En la casabera de Carmen Rodríguez, llamada “Casabera los llanos”, se utilizan 80 sacos de yuca para obtener 100 bultos de casabe. Sus tortas las llevaban para los mercados de Caracas, Maracay, San Carlos, Barinas. La producción ha subido en al menos un 20 por ciento desde que la harina precocida comenzó a escasear producto de la guerra económica de la burguesía criolla contra la Revolución Bolivariana,

Doña Carmen detalla que hay veces en que la producción merma en los meses de junio, julio, agosto, por las lluvias. En septiembre repunta.

“A veces la yuca se pone aguada y no te da un casabe bonito; te da un casabe, feo apelmazado. Cuando la yuca se agua, que comienza a llover, la yuca se reviene y el almidón se agua, y no sale una torta de casabe bonita; queda fea”, dice doña Carmen.

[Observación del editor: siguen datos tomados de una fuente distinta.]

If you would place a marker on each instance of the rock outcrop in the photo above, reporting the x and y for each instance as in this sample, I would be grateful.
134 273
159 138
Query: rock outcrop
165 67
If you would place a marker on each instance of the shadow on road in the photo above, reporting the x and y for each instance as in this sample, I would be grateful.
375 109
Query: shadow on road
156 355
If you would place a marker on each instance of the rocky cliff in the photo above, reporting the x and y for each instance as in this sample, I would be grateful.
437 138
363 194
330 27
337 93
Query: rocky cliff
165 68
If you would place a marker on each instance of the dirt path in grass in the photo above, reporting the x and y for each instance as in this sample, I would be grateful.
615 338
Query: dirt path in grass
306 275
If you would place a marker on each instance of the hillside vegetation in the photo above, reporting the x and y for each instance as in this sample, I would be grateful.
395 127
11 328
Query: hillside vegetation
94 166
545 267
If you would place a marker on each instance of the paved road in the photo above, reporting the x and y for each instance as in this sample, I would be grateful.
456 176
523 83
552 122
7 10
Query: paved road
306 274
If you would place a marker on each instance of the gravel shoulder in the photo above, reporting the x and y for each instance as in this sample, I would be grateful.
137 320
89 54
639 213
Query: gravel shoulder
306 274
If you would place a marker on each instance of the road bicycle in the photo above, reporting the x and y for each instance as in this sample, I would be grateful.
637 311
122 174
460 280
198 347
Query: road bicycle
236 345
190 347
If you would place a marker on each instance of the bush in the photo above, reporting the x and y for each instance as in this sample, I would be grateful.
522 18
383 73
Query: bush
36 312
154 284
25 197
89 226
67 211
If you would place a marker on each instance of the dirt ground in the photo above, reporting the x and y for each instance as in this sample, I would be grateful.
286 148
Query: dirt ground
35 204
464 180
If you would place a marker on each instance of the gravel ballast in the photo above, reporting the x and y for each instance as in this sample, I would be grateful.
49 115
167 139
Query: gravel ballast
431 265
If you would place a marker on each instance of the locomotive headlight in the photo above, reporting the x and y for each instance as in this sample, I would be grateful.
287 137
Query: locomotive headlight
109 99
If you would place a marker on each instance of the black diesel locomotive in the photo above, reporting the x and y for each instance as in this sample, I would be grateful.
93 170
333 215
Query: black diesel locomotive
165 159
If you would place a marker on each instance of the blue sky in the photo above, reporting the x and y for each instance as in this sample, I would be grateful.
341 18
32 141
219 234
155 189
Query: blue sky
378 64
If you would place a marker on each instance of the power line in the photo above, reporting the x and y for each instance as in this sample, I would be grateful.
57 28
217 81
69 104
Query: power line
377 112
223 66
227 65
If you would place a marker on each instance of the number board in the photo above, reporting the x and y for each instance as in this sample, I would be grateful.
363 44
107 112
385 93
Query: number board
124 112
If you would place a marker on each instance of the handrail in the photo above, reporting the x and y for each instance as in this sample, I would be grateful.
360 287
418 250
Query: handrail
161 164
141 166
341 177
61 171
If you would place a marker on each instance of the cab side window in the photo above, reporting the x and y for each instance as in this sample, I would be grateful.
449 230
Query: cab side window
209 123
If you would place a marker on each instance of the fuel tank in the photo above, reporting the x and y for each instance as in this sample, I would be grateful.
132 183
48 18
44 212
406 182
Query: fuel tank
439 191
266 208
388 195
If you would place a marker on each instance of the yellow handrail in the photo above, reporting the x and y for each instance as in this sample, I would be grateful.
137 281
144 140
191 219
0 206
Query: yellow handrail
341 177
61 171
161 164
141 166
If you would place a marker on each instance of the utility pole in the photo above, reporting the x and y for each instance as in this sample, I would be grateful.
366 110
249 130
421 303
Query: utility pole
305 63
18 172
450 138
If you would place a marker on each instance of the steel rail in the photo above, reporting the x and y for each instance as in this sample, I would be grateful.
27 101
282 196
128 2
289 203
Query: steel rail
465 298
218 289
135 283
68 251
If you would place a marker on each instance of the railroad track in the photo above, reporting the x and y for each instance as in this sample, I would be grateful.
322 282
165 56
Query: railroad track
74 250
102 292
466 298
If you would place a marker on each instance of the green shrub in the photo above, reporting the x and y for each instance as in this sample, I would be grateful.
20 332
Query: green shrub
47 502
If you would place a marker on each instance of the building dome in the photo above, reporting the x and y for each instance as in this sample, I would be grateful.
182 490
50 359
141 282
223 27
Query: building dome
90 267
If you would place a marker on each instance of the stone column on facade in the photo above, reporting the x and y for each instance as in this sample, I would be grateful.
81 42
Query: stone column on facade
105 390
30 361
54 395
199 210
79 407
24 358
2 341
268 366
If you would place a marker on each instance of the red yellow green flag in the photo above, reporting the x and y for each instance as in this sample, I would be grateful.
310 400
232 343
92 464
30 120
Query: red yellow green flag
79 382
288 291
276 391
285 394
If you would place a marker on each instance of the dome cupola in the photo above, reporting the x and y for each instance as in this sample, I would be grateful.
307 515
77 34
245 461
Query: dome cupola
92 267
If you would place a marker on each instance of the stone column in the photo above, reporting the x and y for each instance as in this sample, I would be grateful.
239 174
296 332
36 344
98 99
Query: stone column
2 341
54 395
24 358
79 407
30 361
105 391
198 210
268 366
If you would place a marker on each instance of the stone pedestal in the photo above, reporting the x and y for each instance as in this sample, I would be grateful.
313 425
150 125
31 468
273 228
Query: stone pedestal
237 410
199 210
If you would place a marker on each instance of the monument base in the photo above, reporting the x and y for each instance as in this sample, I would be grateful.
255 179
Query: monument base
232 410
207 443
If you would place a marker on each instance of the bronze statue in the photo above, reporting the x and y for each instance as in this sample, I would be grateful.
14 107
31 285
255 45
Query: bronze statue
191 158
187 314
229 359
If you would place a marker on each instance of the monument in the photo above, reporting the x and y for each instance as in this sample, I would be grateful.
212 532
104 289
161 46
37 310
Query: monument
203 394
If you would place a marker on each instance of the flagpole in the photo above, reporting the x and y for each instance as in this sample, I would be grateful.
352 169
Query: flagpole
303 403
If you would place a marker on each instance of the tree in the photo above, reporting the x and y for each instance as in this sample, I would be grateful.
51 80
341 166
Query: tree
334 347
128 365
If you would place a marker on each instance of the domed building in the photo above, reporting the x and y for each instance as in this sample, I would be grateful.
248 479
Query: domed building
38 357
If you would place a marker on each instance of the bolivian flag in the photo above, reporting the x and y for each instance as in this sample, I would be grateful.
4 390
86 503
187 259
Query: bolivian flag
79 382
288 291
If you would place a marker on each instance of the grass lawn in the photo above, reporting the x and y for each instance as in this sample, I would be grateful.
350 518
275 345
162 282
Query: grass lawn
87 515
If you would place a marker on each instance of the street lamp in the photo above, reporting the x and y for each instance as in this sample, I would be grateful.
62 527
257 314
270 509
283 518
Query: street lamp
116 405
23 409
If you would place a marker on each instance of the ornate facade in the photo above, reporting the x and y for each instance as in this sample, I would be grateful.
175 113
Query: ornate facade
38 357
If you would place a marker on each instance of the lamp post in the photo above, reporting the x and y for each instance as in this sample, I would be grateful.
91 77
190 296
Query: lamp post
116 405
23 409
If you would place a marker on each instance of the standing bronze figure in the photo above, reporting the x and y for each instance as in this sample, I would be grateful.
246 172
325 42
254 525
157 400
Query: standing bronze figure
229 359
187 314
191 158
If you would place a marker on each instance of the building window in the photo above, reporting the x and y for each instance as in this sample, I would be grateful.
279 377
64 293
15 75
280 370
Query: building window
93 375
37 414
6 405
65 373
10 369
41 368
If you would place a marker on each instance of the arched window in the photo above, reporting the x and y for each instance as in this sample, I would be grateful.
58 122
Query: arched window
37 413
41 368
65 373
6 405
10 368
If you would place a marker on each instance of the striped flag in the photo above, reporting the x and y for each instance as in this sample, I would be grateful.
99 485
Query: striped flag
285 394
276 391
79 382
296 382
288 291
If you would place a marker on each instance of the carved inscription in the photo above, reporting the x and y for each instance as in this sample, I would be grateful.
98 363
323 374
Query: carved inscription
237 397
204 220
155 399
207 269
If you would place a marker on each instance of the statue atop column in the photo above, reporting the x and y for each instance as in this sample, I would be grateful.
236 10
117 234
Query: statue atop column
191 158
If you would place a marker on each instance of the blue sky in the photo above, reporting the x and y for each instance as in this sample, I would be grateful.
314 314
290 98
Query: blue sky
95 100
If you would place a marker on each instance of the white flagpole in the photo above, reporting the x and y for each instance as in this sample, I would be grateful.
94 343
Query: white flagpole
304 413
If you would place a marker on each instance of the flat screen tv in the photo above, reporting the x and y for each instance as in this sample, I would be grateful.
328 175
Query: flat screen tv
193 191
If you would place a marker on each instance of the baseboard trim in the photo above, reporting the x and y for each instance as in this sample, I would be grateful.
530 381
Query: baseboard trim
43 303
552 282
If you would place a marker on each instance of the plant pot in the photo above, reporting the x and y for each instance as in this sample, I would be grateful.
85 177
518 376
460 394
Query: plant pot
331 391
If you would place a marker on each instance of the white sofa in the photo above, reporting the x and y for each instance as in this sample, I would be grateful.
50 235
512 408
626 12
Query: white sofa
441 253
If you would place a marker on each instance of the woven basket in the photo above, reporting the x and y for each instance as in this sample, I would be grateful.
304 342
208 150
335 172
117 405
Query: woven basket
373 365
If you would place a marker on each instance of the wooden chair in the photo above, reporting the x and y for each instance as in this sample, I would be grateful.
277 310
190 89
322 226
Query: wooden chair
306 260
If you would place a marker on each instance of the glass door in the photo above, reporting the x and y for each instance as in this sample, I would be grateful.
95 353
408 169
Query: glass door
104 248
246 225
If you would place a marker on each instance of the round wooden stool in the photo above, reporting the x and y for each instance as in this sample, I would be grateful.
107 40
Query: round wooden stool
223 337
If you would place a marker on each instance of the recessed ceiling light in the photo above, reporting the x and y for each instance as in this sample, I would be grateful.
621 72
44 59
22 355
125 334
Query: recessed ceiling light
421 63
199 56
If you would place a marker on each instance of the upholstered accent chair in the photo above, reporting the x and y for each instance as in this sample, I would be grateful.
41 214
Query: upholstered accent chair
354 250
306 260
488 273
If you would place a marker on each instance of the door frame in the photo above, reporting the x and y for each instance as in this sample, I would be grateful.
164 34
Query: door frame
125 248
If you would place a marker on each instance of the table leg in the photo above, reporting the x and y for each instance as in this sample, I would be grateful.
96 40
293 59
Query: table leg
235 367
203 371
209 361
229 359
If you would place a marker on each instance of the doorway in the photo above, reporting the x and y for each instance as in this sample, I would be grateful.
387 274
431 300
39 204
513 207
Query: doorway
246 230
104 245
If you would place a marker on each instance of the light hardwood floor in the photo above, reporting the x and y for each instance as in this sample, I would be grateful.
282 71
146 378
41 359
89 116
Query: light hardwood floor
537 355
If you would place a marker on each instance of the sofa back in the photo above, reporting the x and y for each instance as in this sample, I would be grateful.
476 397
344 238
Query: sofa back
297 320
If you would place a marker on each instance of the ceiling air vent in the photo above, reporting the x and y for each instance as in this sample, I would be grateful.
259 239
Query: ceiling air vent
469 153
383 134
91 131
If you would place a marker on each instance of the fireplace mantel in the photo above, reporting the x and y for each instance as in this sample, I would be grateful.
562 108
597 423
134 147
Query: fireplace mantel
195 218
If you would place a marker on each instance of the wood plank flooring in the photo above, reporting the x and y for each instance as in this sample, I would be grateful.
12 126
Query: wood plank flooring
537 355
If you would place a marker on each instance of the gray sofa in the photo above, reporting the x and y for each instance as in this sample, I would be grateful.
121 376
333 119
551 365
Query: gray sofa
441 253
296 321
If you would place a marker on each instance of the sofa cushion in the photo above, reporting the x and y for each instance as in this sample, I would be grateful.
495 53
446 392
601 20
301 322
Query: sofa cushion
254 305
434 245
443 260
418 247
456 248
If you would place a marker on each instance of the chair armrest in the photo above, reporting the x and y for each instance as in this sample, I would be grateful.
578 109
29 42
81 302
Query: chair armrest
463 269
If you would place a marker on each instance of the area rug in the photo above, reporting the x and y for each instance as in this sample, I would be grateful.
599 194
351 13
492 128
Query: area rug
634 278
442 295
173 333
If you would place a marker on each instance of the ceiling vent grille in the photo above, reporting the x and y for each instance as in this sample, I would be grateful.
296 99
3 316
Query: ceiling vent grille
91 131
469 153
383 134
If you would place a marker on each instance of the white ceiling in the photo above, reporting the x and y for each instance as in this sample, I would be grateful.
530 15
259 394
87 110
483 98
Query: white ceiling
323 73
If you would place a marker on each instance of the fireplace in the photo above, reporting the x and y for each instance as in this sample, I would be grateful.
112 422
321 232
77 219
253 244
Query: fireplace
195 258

Sobre el impacto de esta industrial artesanal genuinamente criolla considera que es el sustento del barrio. La mayoría de los profesionales se han graduado gracia al casabe.

“Hay muchas personas que trabajan con yuca y estudian. La mayoría de las muchachas y muchachos de aquí raspan yuca, te hacen casabe, y luego se van para la universidad o para los institutos, se gradúan y es lógico que luego se apartan un poquito para dedicarse a su trabajo”.

Informa que en la entrada a la comunidad, erigieron un monumento compuesto por un bulto, un señor palando yuca y otro haciendo una torta de casabe, pero que manos sinvergüenzas lo echaron a perder. Lo dañaron.

José Campos, quien junto a Ronald Campos, representa a otra de las viejas familias casaberas, considera que el aumento del consumo del casabe se viene produciendo desde hace un tiempo de forma progresiva como sustituto de la arepa. En parte se debe a la recomendación médica por su alto contenido de fibra.

En la casabera de los Campos, con varias líneas de producción, trabajan 15 personas. Semanalmente producen unos 100 bultos y 40 cajas de casabito a 175 paquetes por caja; cada paquete contiene 40 unidades. Mensualmente consumen unos 300 sacos de yuca, de entre 55 y 80 kilos por saco.

José Campos sostiene que el mercado para el casabe se ha venido moviendo desde hace varios años. Cuando el paro y sabotaje petrolero, promovido por la oposición política en el 2002-2003, el producto se vendió muchísimo.

Para Campos existe un potencial enorme para el casabe. Mercados como el zuliano y el andino se encuentran casi vírgenes. Allí 80 por ciento de la población come plátano verde.

“Comer arepa es una costumbre de la mañana. El que come carne asada no sancocha yuca porque tiene casabe. La gente desconoce las propiedades del casabe, que es una fibra soluble que aglutina la grasa”, señala Campos.